Very soon after the election of Haroun, the Sudanese President Omar Hassan al-Bashir – who is also being sought by the International Criminal Court for crimes against humanity – ordered the Sudan People’s Liberation Army North (SPLA-N), consisting mainly of people of Nuban ethnicity, to either lay down their arms or leave their homeland.
This was contrary to the peace agreement which required Sudan to integrate the rebel army with government forces over a brief period of some months. The SPLA-N and its volunteer army made up of merchants, shopkeepers and peasant farmers refused to disarm and began fighting for political reform.
Sudan’s army conducted an aerial campaign of destruction of property using Antonov Tranport planes adapted for bombing. Many witnesses also report the use cluster bombs, looting and house to house killing, randomly targeting the Nuban and pro-SPLA-N supporters across South Kordofan. Civilians fled to caves in the Nuba Mountains to avoid the aerial bombardment. Humanitarian aid organizations pulled out their workers and the government of Sudan banned journalists from entering the region.
The conflict exploded in 2011 between the Khartoum government and the rebel army SPLA-N, and involved more than 700,000 people, creating 400,000 IDPs (internally displaced refugees) of which 68,000 have reached the Yida refugee camp, in South Sudan.

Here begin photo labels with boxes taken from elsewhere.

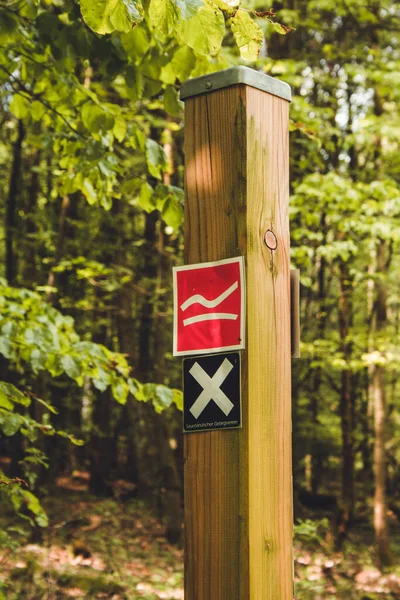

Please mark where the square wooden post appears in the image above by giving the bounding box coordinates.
[181,67,293,600]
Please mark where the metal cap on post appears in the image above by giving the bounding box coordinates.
[180,66,292,102]
[181,67,293,600]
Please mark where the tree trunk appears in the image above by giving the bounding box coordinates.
[337,262,355,546]
[5,120,25,285]
[370,240,392,566]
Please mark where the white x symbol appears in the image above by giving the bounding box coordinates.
[189,358,233,419]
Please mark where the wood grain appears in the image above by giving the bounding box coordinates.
[185,85,293,600]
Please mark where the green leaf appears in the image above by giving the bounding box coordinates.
[110,0,143,32]
[153,384,173,412]
[0,10,18,44]
[161,194,183,230]
[81,102,114,133]
[81,0,143,35]
[166,46,196,83]
[125,65,143,102]
[0,391,14,410]
[231,10,264,61]
[181,4,225,56]
[172,388,183,410]
[139,181,156,213]
[82,179,98,206]
[0,381,31,406]
[149,0,178,41]
[0,336,12,358]
[111,379,129,404]
[164,85,183,117]
[31,100,46,121]
[271,22,289,35]
[0,409,24,437]
[121,27,150,64]
[10,94,29,119]
[61,354,82,380]
[176,0,204,21]
[22,490,49,527]
[146,138,168,179]
[113,117,126,142]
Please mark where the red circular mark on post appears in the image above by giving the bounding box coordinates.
[264,229,278,250]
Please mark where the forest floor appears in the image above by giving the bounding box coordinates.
[0,479,400,600]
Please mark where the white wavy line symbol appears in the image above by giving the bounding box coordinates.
[181,281,239,327]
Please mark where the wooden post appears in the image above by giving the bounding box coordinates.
[181,67,293,600]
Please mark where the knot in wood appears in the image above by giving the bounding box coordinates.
[264,229,278,250]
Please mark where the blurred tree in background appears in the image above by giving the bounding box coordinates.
[0,0,400,576]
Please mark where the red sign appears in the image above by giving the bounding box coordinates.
[173,257,245,356]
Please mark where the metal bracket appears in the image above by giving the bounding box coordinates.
[181,66,292,102]
[290,269,300,358]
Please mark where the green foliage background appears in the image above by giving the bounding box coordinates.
[0,0,400,592]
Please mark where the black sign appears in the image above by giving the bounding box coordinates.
[183,352,241,433]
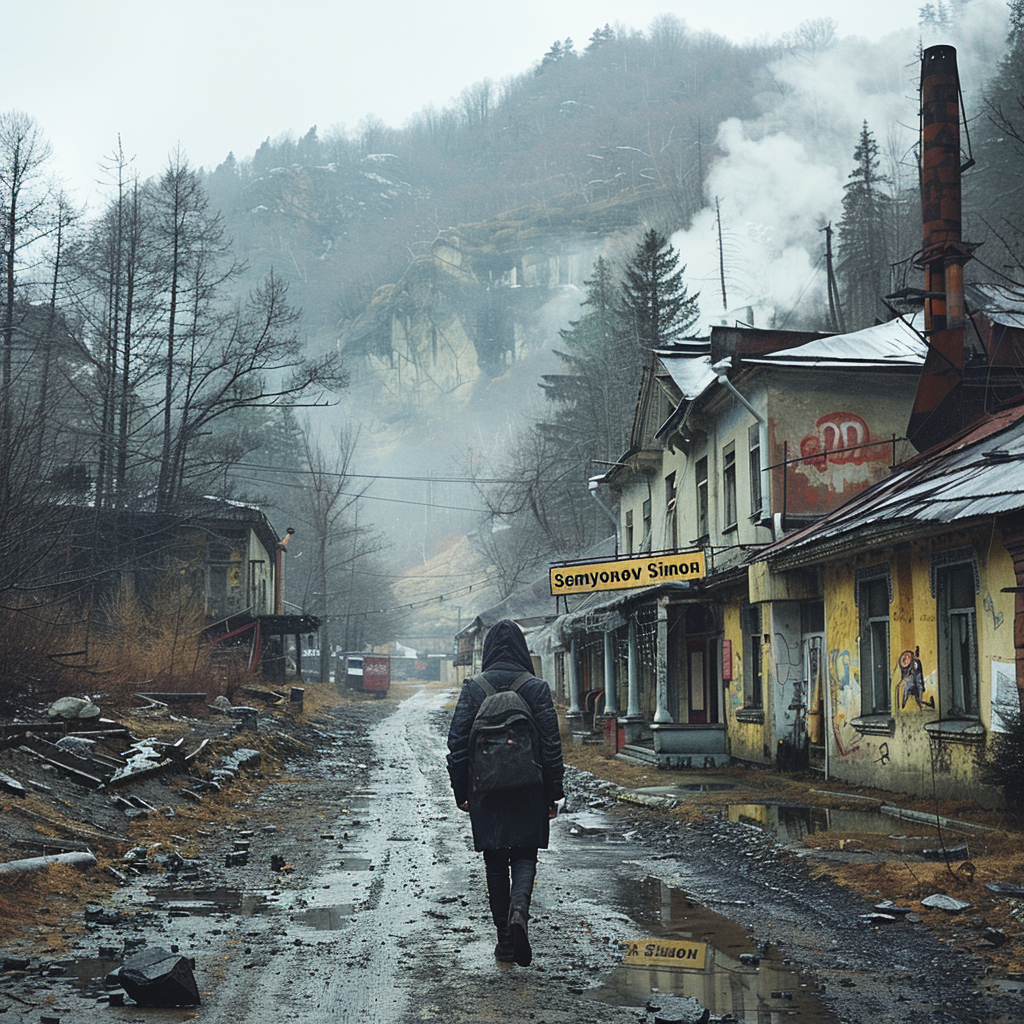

Nowadays there is no reliable data on the number of people who have lost limbs, or been physically affected in other ways, since the war began in the Nuba Mountain region in June of 2011. Some people are injured or killed by shrapnel, others detonate unexploded rockets and bombs hidden just beneath the ground accidentally.
To this day it remains illegal for NGOs to work in the field and for journalists, both national and international, to report on the rebellion taking place in the Nuba Mountains.